Jika kamu adalah akhir bahagiaku
Maka waktu adalah penantian
Dan Tuhan memberikan segudang ujian
Agar kutahu aku memang layak untukmu
Biarlah doa menjadi bukti
Dan langit menjadi saksi
Aku akan selalu disini
Sabar menanti
(Piyi, Menanti, 26 Februari 2016)
Jodoh, rezeki, ajal, semua adalah rahasia Ilahi. Tak satupun makhluk-Nya tahu siapa jodoh mereka, berapa rezeki mereka, dan kapan ajal mereka.

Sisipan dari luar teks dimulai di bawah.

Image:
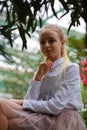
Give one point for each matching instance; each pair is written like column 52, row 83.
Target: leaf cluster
column 23, row 15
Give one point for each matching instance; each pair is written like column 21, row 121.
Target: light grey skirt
column 18, row 119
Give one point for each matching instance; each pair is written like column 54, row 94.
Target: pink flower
column 84, row 62
column 84, row 81
column 85, row 69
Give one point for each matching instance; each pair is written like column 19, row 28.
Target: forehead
column 48, row 33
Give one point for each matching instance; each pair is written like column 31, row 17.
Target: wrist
column 38, row 77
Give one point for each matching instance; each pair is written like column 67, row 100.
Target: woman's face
column 50, row 44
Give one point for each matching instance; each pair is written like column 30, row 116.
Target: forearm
column 18, row 101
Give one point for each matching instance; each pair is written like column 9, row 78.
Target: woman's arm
column 34, row 88
column 69, row 87
column 18, row 101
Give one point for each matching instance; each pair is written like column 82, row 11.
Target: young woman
column 53, row 100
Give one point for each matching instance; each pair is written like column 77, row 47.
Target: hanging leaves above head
column 23, row 15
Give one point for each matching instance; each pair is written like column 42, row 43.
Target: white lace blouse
column 55, row 92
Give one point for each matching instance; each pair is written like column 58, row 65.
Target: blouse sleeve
column 33, row 91
column 69, row 86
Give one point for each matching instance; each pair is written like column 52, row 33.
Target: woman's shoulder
column 72, row 67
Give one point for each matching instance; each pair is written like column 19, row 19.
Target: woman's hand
column 43, row 69
column 18, row 101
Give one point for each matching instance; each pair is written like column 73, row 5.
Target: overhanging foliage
column 22, row 15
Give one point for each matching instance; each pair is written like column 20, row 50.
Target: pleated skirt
column 18, row 119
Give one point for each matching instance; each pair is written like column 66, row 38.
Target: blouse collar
column 58, row 62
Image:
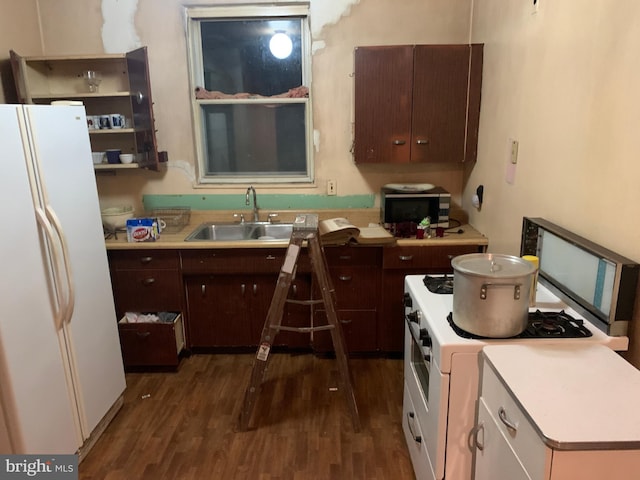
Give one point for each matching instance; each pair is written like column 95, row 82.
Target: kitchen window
column 250, row 73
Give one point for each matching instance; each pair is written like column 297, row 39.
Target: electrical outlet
column 514, row 151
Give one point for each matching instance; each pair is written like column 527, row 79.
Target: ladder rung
column 302, row 329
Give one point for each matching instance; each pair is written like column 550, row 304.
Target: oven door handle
column 475, row 435
column 416, row 338
column 410, row 420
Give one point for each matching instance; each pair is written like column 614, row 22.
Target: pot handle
column 485, row 287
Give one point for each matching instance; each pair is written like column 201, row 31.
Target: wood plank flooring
column 183, row 425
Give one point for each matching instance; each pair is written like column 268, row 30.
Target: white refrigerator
column 61, row 366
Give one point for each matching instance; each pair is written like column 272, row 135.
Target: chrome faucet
column 255, row 202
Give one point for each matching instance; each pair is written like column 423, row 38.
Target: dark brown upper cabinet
column 417, row 103
column 124, row 89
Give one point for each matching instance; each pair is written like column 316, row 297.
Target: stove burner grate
column 557, row 324
column 441, row 285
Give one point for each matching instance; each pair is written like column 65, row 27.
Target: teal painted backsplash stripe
column 265, row 201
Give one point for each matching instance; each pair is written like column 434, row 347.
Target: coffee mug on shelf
column 116, row 120
column 105, row 122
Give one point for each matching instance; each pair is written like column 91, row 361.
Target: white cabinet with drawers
column 557, row 413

Tapi sebagai manusia yang diberi akal, kita hanya perlu mempersiapkannya. Lalu apa yang harus dipersiapkan saat ia—yang namanya tersemat di Lauhul Mahfudz— datang?
***
Hujan terkadang memang waktu yang tepat untuk bergalau ria. Baik galau diputusin mantan, galau ditinggal gebetan, ataupun galau menunggu yang diharapkan (jodoh)? Galau adalah saat kamu bingung melakukan apa, lalu yang bisa kamu lakukan adalah merenung dan bersedih. Tak perlu berlarut. Karna dengan galau itu hanya membuat kamu terlihat menyedihkan.
“Wanita-wanita yang keji adalah untuk laki-laki yang keji, dan laki-laki yang keji adalah buat wanita-wanita yang keji (pula), dan wanita-wanita yang baik adalah untuk laki-laki yang baik dan laki-laki yang baik adalah untuk wanita-wanita yang baik (pula).”
(An Nur : 26)
Jodoh seperti apa, sih, yang kamu inginkan? Kalau kamu ingin ia yang baik dan sholih, maka berkacalah dulu pada diri sendiri. Layakkah diri ini bersanding dengan ia yang begitu sholih sementara iman sendiri masih compang-camping? Karna jodoh adalah cerminan dari diri kita. Kini, Allah berbaik hati memberi kesempatan untuk memperbaiki diri. Tapi satu hal yang terpenting dalam meperbaiki diri adalah, niatkan bukan karna jodoh yang sholih, tapi karna Allah ta'ala. Tuhan Sang Pencipta jodohmu, yang maha mebolak-balikkan hati.
Sebelum kamu mengenal jodohmu, pastikan dulu kamu mengenal Penciptanya. Sebelum kamu mencintainya, pastikan kamu sudah mencintai-Nya. Karna cinta bukan hanya kepada manusia. Cinta juga kepada Allah, rasul, malaikat, dan jihad fii sabilillah.
Galau menghabiskan sekian dari sepersekian waktumu. Hal yang sia-sia bukan? Galau pada cinta manusia yang tak pasti apa dia benar-benar jodohmu atau bukan. Berhentilah memikirkan jodoh orang lain. Maka mulailah dengan memperbaiki diri. Memulai cinta positif, cinta kepada Allah.
Rasakan romantisme atas ruqiyah yang terus meningkat. Iman yang selalu menjagamu dari jurang perzinahan. Semua akan indah pada waktunya, semua akan bertemu jodoh pada waktunya. Kamu hanya perlu mempersiapkan diri, memantaskan diri dengan baik. Lalu percayalah pada Allah. Karna Allah yang akan menggerakan kapal hatimu pada pelabuhan yang tepat. Karna Allah tahu betul yang terbaik untuk kita.